Samskip has launched a new four-times weekly rail shuttle link between Duisburg, Germany and Falköping, Sweden, in a significant shift in focus for unitised services connecting Sweden’s southern industrial heartland and the rest of Europe.
Coordinated through Samskip’s rail centre in Genemuiden, the Netherlands and supported through local representation from its local team in Åhus, Sweden the Duisburg – Falköping shuttle becomes one of the four regular rail services operated by Samskip between its German rail hub and southern, western and midland Sweden. Between 19 and 21 trains connect the two EU nations per week.
Under the terms of a new haulage agreement with Hector Rail, the new service takes the place of direct connections between Duisburg and Göteborg although Samskip customers more local to the Swedish seaport will be supported through a dedicated link to Falköping.
“As the provider of the most extensive freight rail services connecting Sweden to Europe’s mainland, we are adjusting our network to reflect growing demand inland, at a time when new shortsea capacity concentrated at Göteborg is chasing ever scarce drivers for trailer services,” said Gert-Jan Meijer, Samskip Trade Manager Sweden. “We are enhancing reliability for inland industrial customers around Falköping and bringing loads closer to them for final delivery miles by road, also offering crossdocking services out of the terminal with immediate effect.”
Meijer highlighted the sustainable nature of the multimodal option, which will cut CO2 emissions by a minimum of 50% over its road service counterpart. Swedish exporters whose nearest unitised train connection was at Falköping could also be newly assured of their full eligibility to take advantage of multimodal payload advantages available under EU law, he said.
The Duisburg connection provides a gateway to Samskip’s service network to Southern Europe, including Italy, Spain, Portugal and Turkey, with growth in volumes especially strong into northern and southern Germany over the last year according to Meijer. The German port also offers opportunities in the UK and Irish markets via Samskip’s shortsea hub in Rotterdam.
By contrast, overland rail services between continental Europe and Göteborg had been faced by a sharp injection of ro-ro capacity connecting to Benelux ports in the last 24 months, at a time when the port’s own rail facilities had been centralised away from the docks area.

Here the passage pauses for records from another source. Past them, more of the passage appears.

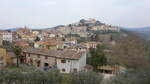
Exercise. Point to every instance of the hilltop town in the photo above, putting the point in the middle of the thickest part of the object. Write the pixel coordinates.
(63, 46)
(86, 48)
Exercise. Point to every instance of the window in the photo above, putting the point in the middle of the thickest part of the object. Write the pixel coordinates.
(63, 61)
(63, 70)
(29, 54)
(46, 57)
(38, 56)
(74, 70)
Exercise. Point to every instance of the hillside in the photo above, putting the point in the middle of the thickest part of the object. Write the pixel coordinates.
(84, 28)
(143, 32)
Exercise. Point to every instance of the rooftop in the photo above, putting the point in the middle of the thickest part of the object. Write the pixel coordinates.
(62, 54)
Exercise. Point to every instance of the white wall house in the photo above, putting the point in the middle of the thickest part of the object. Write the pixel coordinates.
(72, 65)
(7, 36)
(67, 61)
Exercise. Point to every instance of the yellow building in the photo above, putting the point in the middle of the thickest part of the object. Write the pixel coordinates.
(3, 57)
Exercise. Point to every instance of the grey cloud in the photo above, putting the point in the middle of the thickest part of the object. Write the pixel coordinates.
(48, 13)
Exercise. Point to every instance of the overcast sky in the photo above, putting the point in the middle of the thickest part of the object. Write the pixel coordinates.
(49, 13)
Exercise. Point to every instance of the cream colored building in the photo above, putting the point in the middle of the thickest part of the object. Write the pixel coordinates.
(3, 57)
(66, 61)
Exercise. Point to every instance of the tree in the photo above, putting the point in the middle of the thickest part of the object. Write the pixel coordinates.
(97, 57)
(37, 39)
(17, 50)
(86, 78)
(130, 52)
(31, 76)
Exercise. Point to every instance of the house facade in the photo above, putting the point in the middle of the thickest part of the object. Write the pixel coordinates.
(3, 57)
(66, 61)
(8, 36)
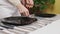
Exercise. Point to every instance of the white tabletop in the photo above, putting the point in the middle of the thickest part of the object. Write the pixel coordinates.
(53, 28)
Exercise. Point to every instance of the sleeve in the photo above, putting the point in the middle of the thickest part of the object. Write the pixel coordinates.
(15, 2)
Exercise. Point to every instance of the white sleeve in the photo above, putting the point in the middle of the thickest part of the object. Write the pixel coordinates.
(15, 2)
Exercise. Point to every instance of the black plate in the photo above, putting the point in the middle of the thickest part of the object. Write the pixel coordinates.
(18, 20)
(45, 15)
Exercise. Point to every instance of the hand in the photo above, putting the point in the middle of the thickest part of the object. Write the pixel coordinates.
(28, 3)
(23, 10)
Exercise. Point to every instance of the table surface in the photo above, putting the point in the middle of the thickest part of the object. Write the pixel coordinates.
(53, 28)
(29, 28)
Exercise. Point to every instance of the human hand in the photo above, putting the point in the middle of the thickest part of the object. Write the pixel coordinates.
(23, 10)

“Falköping is ideally located for growing demand to move automotive parts into the Netherlands and Germany,” added Remco Leijgraaff, Samskip Sales Manager Rail Network. “Samskip has already responded to this trend with significant investments in 3m internal height ‘mega’ trailers over the last 18 months. The potential is also there to develop 40ft ISO container transits between Sweden and China via daily services connecting at Duisburg to the ‘New Silk Road’. Overall, we think Falköping is going to attract a different type of customer to the multimodal option.”